RANDALL, J., concurs specially.






Concurrence Opinion

RANDALL, Judge,

concurring specially.

I concur with the majority that the decree provided for unconditional maintenance, not automatically terminable on respondent’s remarriage. However, I do not find Burr controlling. In Burr the record showed that during negotiations the parties considered and then rejected inclusion of a clause specifically making maintenance terminable on remarriage. This consideration evidenced the parties’ intent much more clearly than do the facts in the present case.

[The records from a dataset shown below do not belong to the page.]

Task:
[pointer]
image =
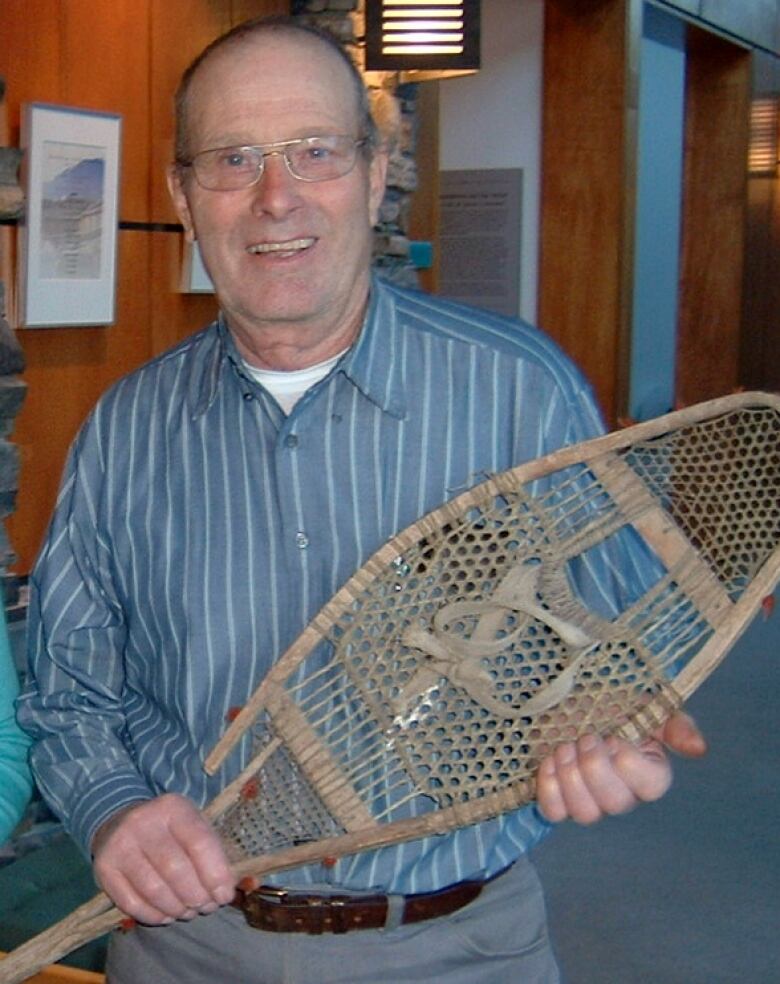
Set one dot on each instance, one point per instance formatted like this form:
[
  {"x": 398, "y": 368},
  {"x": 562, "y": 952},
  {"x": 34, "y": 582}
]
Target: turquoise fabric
[
  {"x": 15, "y": 780},
  {"x": 43, "y": 887}
]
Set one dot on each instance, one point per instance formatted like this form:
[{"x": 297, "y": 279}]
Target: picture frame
[{"x": 68, "y": 233}]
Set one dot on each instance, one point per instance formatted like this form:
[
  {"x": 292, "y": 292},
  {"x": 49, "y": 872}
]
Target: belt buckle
[{"x": 279, "y": 895}]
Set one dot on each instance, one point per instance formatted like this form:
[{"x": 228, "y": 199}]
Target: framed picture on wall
[{"x": 68, "y": 235}]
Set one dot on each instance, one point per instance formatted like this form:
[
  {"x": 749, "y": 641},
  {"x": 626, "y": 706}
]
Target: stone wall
[{"x": 394, "y": 108}]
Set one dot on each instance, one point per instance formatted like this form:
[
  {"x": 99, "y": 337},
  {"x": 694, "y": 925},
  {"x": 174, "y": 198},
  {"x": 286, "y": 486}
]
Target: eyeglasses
[{"x": 307, "y": 159}]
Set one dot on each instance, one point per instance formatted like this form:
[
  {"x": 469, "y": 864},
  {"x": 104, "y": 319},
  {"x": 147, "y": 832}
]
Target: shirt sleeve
[
  {"x": 73, "y": 703},
  {"x": 15, "y": 779}
]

The facts in this case are not as strong as they are in Burr. The record does not show that a similar discussion occurred in this case. The maintenance provision in the decree is silent as to what, if any, conditions may'trigger termination of maintenance. The better practice is for the attorney whose client is to receive maintenance after a remarriage to specify that provision in writing or on the record so the dictates of Minn.Stat. § 518.64, subd. 3 (1982), the controlling statute, are satisfied.

The stipulation and decree in this case are not as clear as they should have been. However, I believe the court properly construed the intent of the parties in finding forty-two consecutive months of maintenance and those months not to be cut off by the obligees remarriage.